Hanyang Securities Report

[Click eStock] "Pumtek Korea, Time to Focus on Customer and Product Diversification" View original image


[Asia Economy Reporter Minji Lee] Hanyang Securities maintained a buy rating and a target price of 32,000 KRW for Permtek Korea on the 27th.


In the second quarter, sales reached 56.1 billion KRW and operating profit was 7.4 billion KRW, increasing by 13.2% and 8.1% respectively compared to the same period last year. By segment, Permtek Korea recorded separate sales of 40.6 billion KRW and operating profit of 5.6 billion KRW, up 15.9% and 10% year-on-year. Bukook TNC, which has a high proportion of household goods containers, posted sales of 13.2 billion KRW and operating profit of 1.3 billion KRW, down 16% and 16% respectively from the same period last year. The operating profit margin was 13.1%, down 0.6 percentage points from a year earlier, due to a temporary decline in profit margin caused by reduced production efficiency from process advancement carried out in the second quarter.


[Click eStock] "Pumtek Korea, Time to Focus on Customer and Product Diversification" View original image


Yongho Kim, a researcher at Hanyang Securities, said, "Despite the sluggishness in household goods containers in the second quarter, the clear sales recovery of cosmetic containers drove external growth," adding, "Bukook TNC, which has a high proportion of household goods containers, recorded negative growth due to a high base last year."


In the second half of the year, sales expansion is expected for small and medium-sized brands and overseas brands. Typically, overseas brand sales surge during the peak season in the second half, such as during the Singles' Day and Black Friday events. The company is expected to respond positively to the increasing demand from small and medium-sized brands amid the rise of indie brands, as it possesses a variety of product categories and designs.


Researcher Kim said, "The diversified customer and product portfolio simultaneously provide growth potential and stability," adding, "This is a noteworthy point during times of increased uncertainty such as the COVID-19 Delta variant." The sales proportions of domestic large brands, small and medium-sized brands, and overseas brands are 19%, 56%, and 25%, respectively, with household goods containers accounting for 11% of total sales.
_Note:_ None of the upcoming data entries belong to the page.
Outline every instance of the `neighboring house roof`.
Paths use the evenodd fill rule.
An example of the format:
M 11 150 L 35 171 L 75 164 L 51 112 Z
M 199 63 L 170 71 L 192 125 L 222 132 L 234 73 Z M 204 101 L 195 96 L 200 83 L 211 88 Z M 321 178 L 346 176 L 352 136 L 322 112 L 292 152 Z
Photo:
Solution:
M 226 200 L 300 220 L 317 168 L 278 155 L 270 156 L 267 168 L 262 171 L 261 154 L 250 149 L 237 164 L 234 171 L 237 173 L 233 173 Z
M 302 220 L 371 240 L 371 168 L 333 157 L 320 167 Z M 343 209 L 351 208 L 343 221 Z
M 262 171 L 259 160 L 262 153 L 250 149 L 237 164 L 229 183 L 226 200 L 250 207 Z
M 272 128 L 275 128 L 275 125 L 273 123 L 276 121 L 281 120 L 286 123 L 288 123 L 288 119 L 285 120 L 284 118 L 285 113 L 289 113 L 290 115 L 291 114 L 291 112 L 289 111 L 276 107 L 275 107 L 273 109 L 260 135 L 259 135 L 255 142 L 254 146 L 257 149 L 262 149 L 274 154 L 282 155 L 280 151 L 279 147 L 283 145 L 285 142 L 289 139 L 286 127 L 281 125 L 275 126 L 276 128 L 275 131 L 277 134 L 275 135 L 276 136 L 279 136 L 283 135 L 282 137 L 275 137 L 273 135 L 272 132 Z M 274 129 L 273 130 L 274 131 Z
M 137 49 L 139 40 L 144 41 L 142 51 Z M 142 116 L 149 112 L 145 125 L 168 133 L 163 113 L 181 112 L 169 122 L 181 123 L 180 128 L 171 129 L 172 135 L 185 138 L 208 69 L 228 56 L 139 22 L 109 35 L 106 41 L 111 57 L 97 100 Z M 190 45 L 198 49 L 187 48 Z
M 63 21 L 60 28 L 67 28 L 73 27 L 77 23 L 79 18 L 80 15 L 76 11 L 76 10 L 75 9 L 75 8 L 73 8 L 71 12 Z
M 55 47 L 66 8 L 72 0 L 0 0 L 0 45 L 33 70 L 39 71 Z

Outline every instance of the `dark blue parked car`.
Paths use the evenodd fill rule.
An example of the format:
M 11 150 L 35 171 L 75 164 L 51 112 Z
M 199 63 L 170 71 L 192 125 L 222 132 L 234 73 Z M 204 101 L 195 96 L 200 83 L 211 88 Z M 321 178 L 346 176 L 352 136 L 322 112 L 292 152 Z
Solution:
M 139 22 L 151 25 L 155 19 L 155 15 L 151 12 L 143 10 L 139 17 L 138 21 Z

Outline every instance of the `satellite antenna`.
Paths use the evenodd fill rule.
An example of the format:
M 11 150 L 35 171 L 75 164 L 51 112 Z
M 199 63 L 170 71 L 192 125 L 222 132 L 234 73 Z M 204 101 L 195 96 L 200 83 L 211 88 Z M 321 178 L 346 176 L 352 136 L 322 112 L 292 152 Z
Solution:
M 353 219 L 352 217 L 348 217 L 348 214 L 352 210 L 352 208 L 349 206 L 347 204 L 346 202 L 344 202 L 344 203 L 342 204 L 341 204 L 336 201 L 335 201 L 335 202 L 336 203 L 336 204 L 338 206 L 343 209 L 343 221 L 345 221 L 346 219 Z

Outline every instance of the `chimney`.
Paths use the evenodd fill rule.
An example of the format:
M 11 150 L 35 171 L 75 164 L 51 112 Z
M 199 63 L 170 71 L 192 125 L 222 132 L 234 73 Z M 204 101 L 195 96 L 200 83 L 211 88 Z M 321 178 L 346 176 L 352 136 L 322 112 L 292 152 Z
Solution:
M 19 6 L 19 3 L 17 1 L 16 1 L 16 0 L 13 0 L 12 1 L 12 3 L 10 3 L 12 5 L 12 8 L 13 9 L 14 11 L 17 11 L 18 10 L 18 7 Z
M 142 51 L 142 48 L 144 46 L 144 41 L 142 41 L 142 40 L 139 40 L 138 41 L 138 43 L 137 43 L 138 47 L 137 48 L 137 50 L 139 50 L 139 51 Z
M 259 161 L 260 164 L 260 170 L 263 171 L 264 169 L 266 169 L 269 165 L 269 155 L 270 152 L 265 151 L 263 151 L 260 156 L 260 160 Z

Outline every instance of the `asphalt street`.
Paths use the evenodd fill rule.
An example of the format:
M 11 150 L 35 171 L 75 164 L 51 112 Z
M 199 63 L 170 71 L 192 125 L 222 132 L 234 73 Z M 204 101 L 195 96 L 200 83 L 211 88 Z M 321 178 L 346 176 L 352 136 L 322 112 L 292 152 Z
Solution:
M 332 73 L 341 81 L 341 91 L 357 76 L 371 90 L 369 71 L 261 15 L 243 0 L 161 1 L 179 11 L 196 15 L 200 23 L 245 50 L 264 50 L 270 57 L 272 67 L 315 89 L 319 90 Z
Researcher Kim stated, "Profitability is in a stabilization phase, and profit growth is expected with steady sales growth in the future," adding, "Since recording 16.2% in 2018, it has entered a stabilization phase, and this year's operating profit margin is projected at 13.7%," and "Gradual profitability improvement is expected due to fixed cost effects from scale expansion and product mix improvement."


This content was produced with the assistance of AI translation services.